Several CAGI challenges have assessed the ability of computational methods to identify single base changes that affect the expression level of specific genes. The CAGI4 eQTL challenge assessed whether methods could find causative variants in a set of eQTL loci, using a massively parallel reporter assay [59]. Because of linkage disequilibrium and sparse sampling, variants associated with an expression difference in an eQTL screen are usually not those directly causing the observed expression change. Rather, a nearby variant will be. The challenge had two parts. Participants were asked to predict whether insertion of the section of genomic DNA around each variant position into the experimental construct produced any expression. Additional file 1: Figure S12A shows that the top-performing methods were effective at this—the largest AUC is 0.81. The second part of the challenge required participants to predict which variants affect expression levels. Here the results are much less impressive (Additional file 1: Figure S12B). The scatter plot shows a weak relationship between observed and predicted expression change and Pearson’s or Kendall’s correlation are also small. The best AUC is only 0.66 and the maximum \({{\text{lr}}}^{+}\) is about 5. Most of the experimental expression changes are small (less than twofold) and may be largely experimental noise, partly accounting for the apparent poor performance. But as the scatter plot shows, a subset of the variants with largest effects could not be identified by the top-performing method. A combination of experimental and computational factors contributed to poor performance, and more challenges of this sort are needed.

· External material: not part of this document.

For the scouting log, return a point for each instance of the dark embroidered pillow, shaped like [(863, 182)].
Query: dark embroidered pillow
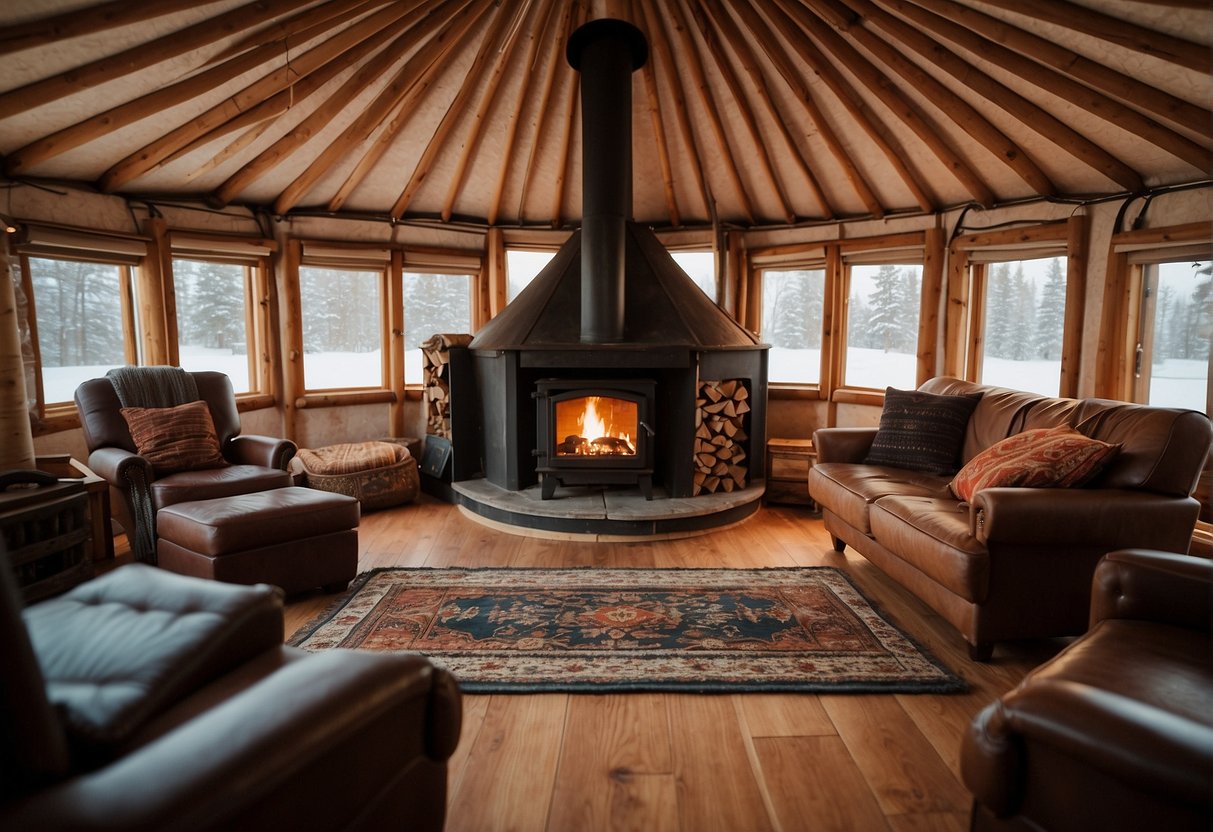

The CAGI5 regulation saturation mutagenesis challenge examined the impact on expression of every possible base pair variant within five disease-associated human enhancers and nine disease-associated promoters [60]. As shown in Fig. 5, performance is stronger in promoters than enhancers and stronger for decreases in expression compared with increases. Fewer variants show experimental increases and these tend to be less well distinguished from noise. Performance for small expression changes is hard to evaluate because of overlap with experimental noise. Nevertheless, the highest AUC for promoter impact prediction is 0.81 while the highest AUC for enhancer impact prediction is 0.79, relatively respectable values. In addition, the scatter plots show that large decreases in expression are well predicted, suggesting the methods are quite informative for the most significant effects.

Fig. 5
figure 5

Performance on the regulation saturation expression challenge. The two left columns show performance in predicting increased (left) and decreased (right) expression in a set of enhancers (purple points represent variants that significantly change expression). The right pair of columns show equivalent results for promoters. The scatter plots (A) show strong performance in identifying decreases in expression (purple points), but weaker results for expression increases. Performance on promoters is stronger than on enhancers. Overlap of changed and non-changed experimental expression points suggests that experimental uncertainty reduces the apparent performance of the computational methods. Panel B shows correlation coefficients for selected methods. Panel C shows ROC curves for predicting under and overexpression. Panel D shows local \({{\text{lr}}}^{+}\), where the solid lines are smoothed fits to the data

The CAGI splicing and expression challenges are not as directly mappable to disease and clinical relevance as in some other challenge areas. Variants have been a mixture of common and rare and the use of artificial constructs in high-throughput experiments limits relevance of challenge performance in the whole-genome context. Nevertheless, the results do have potential applications. In complex trait disease genome-wide association studies (GWAS), the variants found to be associated with a phenotype are usually not those causing the effect. Identifying the functional variants is not straightforward, and current regulatory prediction methods can provide hypotheses as to possible effects on expression or splicing.

CAGI participants identified diagnostic variants that were not found by clinical laboratories

A major goal of CAGI is to test the performance of computational methods under as close to clinical conditions as possible. In the area of rare disease diagnosis, four challenges have addressed this by requiring participants to identify diagnostic variants in sets of clinical data. The Johns Hopkins and intellectual disability (ID) challenges employed diagnostic panels, covering a limited set of candidate genes in particular disease areas. As compared with genome-wide data, diagnostic panels inherently restrict the search to only variants belonging to a known set of relevant genes.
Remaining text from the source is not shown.